L2-Norm Regularization – Is There a Closed Form Solution for L2-Norm Regularized Linear Regression?

regressionregularization

Consider the penalized linear regression problem:
$$
\text{minimize}_\beta \,\,(y-X\beta)^T(y-X\beta)+\lambda \sqrt{\sum \beta_i^2}
$$
Without the square root this problem becomes ridge regression. Note that this is not the LASSO problem which may be expressed as:
$$
\text{minimize}_\beta \,\,(y-X\beta)^T(y-X\beta)+\lambda \sum \sqrt{ \beta_i^2}
$$
This is also a special case of group LASSO when all coefficients are within one group.
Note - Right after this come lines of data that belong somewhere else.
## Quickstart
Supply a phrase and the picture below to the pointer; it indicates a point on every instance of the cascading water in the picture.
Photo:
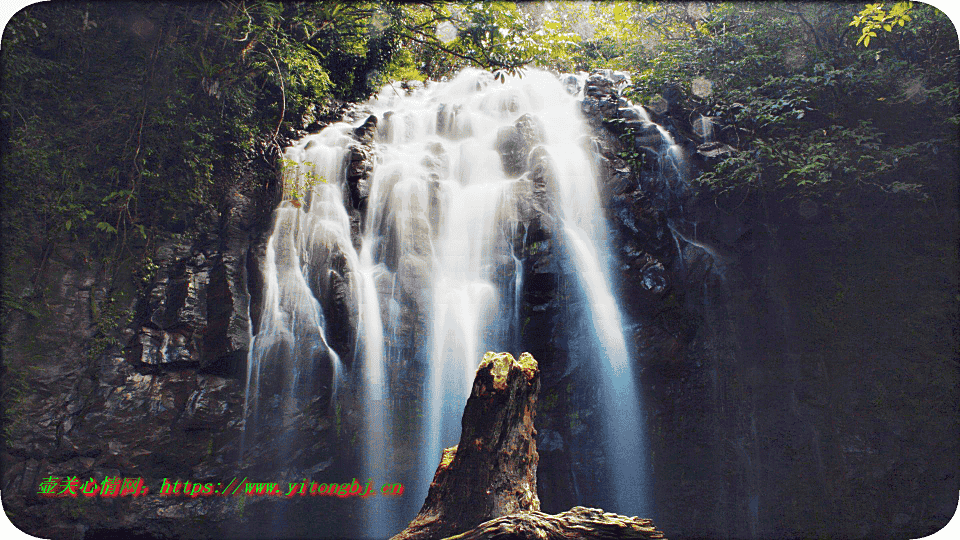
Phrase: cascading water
(438, 277)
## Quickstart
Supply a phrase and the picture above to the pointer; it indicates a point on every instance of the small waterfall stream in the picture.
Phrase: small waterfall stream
(438, 277)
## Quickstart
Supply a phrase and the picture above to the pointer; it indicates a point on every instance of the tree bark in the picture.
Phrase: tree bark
(576, 523)
(493, 471)
(486, 487)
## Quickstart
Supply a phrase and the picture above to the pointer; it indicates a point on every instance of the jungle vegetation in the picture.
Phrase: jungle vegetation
(123, 122)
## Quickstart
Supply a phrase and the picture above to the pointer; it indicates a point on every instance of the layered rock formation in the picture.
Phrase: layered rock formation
(799, 376)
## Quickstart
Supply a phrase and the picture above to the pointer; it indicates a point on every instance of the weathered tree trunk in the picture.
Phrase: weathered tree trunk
(486, 487)
(576, 523)
(493, 471)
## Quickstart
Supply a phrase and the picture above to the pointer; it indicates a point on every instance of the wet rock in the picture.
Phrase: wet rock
(515, 143)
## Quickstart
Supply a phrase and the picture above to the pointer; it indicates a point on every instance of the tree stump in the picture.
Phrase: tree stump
(493, 471)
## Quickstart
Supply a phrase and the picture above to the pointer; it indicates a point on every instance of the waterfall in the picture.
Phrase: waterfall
(438, 276)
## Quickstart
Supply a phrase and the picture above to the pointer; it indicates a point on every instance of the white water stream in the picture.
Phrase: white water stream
(441, 230)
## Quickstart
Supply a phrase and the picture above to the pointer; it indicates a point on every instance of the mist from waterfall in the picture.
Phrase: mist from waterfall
(442, 235)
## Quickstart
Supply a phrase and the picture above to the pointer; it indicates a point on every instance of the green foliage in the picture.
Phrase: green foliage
(809, 113)
(874, 17)
(125, 121)
(299, 178)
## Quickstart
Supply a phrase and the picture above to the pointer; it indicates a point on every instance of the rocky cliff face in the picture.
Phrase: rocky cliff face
(795, 370)
(799, 376)
(159, 397)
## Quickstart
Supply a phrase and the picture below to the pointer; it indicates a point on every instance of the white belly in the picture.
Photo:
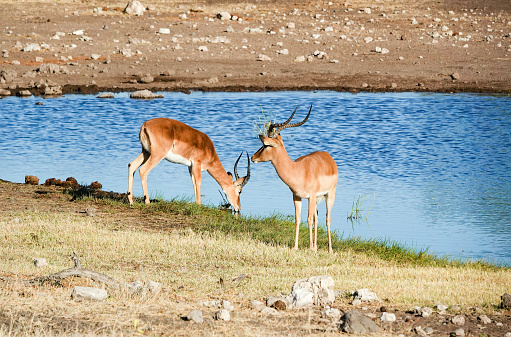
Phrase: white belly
(175, 158)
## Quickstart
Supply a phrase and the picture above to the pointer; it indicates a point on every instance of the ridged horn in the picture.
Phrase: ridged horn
(281, 126)
(247, 177)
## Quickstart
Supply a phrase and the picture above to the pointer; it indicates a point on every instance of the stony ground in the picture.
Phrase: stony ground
(35, 307)
(401, 45)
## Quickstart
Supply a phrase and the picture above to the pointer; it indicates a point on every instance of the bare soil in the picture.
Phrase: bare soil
(402, 45)
(66, 318)
(438, 46)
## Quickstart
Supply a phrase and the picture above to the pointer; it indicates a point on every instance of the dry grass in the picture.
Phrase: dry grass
(190, 265)
(194, 263)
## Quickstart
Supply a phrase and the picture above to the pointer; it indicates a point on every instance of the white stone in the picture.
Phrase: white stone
(134, 8)
(269, 311)
(195, 316)
(40, 262)
(300, 298)
(263, 57)
(142, 94)
(32, 47)
(88, 293)
(365, 295)
(223, 315)
(388, 317)
(224, 16)
(257, 305)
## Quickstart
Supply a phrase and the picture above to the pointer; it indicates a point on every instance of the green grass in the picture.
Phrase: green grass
(278, 229)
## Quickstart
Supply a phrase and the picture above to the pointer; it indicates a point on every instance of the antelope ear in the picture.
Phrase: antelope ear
(267, 141)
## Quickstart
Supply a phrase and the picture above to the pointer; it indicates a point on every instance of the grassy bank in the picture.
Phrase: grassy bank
(191, 260)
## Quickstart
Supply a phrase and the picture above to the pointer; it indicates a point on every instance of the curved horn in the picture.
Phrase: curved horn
(236, 166)
(272, 126)
(286, 124)
(247, 177)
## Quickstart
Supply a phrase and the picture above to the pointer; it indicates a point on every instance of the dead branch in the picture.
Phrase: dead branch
(76, 271)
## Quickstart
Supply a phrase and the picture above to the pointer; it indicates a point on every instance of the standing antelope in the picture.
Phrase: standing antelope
(312, 177)
(182, 144)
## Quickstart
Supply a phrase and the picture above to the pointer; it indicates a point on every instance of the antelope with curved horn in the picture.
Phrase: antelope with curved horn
(312, 177)
(181, 144)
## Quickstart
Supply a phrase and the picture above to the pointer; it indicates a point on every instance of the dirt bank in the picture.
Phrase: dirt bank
(402, 45)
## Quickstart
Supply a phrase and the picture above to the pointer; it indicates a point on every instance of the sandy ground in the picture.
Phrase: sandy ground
(354, 45)
(46, 309)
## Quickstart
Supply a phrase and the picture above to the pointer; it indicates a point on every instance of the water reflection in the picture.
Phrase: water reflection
(437, 166)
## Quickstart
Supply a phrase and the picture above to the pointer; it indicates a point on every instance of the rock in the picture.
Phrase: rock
(95, 185)
(40, 262)
(419, 331)
(458, 333)
(106, 95)
(322, 288)
(484, 319)
(423, 312)
(300, 298)
(7, 75)
(506, 301)
(31, 180)
(32, 47)
(49, 68)
(88, 293)
(269, 311)
(257, 305)
(365, 295)
(354, 322)
(195, 316)
(134, 8)
(147, 79)
(332, 313)
(263, 57)
(441, 308)
(52, 91)
(142, 94)
(215, 304)
(388, 317)
(5, 92)
(227, 305)
(458, 320)
(24, 93)
(224, 16)
(222, 315)
(153, 286)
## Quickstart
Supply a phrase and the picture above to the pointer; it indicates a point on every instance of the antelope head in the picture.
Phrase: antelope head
(233, 192)
(272, 141)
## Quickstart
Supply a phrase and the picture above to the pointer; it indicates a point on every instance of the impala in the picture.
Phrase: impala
(312, 177)
(182, 144)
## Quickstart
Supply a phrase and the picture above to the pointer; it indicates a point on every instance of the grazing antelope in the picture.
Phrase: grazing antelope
(182, 144)
(312, 177)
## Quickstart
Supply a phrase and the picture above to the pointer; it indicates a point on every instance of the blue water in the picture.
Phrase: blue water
(435, 168)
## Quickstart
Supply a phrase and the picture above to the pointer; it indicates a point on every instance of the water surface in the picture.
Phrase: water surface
(435, 168)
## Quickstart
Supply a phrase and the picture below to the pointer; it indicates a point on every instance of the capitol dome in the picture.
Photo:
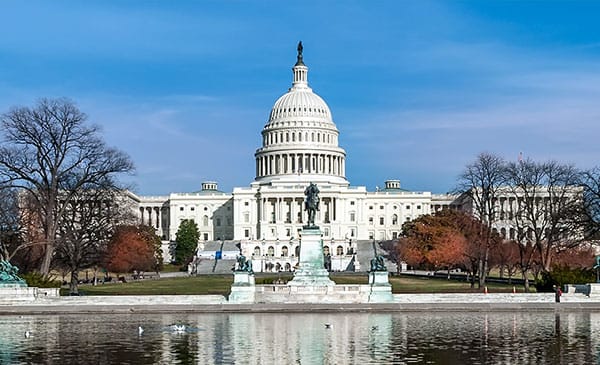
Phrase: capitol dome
(300, 139)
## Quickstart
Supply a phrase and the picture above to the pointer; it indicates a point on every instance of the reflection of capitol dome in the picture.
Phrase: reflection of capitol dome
(300, 140)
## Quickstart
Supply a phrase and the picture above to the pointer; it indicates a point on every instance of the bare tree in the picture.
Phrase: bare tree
(51, 153)
(86, 227)
(480, 183)
(547, 201)
(10, 223)
(590, 182)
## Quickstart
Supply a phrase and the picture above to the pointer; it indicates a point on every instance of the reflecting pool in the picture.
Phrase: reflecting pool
(302, 338)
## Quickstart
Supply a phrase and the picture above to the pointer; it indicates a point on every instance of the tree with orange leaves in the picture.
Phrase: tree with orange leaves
(432, 243)
(134, 248)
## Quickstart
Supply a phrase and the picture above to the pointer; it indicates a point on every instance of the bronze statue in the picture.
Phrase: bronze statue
(311, 204)
(243, 264)
(300, 62)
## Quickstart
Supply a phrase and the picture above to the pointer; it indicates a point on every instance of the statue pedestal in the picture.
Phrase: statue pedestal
(311, 270)
(379, 278)
(243, 289)
(243, 278)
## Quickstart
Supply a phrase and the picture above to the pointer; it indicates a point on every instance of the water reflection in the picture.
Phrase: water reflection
(303, 338)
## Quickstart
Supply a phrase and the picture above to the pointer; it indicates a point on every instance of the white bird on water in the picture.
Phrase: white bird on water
(178, 328)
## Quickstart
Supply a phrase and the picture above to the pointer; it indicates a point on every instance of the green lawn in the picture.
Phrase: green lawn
(221, 284)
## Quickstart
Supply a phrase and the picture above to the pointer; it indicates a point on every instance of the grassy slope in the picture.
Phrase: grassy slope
(221, 284)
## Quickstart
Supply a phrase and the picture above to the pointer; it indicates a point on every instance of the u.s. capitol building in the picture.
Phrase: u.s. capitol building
(299, 146)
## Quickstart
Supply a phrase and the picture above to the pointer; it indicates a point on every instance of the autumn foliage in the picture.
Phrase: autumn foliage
(445, 240)
(133, 248)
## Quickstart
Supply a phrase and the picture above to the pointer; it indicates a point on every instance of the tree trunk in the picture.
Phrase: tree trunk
(526, 278)
(49, 237)
(483, 269)
(74, 281)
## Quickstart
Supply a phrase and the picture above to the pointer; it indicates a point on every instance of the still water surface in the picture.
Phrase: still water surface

Is there a closed form solution to this problem?

Best Answer

You will get the ridge regression solutions, but parametrised differently in terms of the penalty parameter $\lambda$. This holds more generally for convex loss functions.

If $L$ is a convex, differentiable function of $\beta$ let $\beta(\lambda)$ denote the unique minimiser of the strictly convex function $$h(\beta) = L(\beta) + \lambda \|\beta\|_2^2$$ for $\lambda > 0$. Let, furthermore, $s(\lambda) = \|\beta(\lambda)\|_2$.

Consider now the function $$g(\beta) = L(\beta) + 2 \lambda s(\lambda) \|\beta\|_2.$$ Its Jacobian is $$Dg(\beta) = DL(\beta) + 2 \lambda s(\lambda) \frac{\beta}{\|\beta\|_2}.$$ If we plug in $\beta(\lambda)$ we find that $$Dg(\beta(\lambda)) = DL(\beta(\lambda)) + 2 \lambda \beta(\lambda) = Dh(\beta(\lambda) = 0,$$ because $\beta(\lambda)$ is a stationary point of $h$. Since $g$ is still convex this shows that $\beta(\lambda)$ is a global minimiser of $g$.

It is possible that $\lambda \mapsto \lambda s(\lambda)$ does not map $(0, \infty)$ onto $(0,\infty)$, thus there can be choices of the penalty parameter $-$ when the $\|\cdot\|_2$-penalty and not the $\|\cdot\|_2^2$-penalty is used $-$ that give minimisers that are not of the form $\beta(\lambda)$ for any $\lambda > 0$. With the squared error loss (yielding ridge regression) this will be the case for large choices of the penalty parameter, where the $\|\cdot\|_2$-penalty will give the zero solution.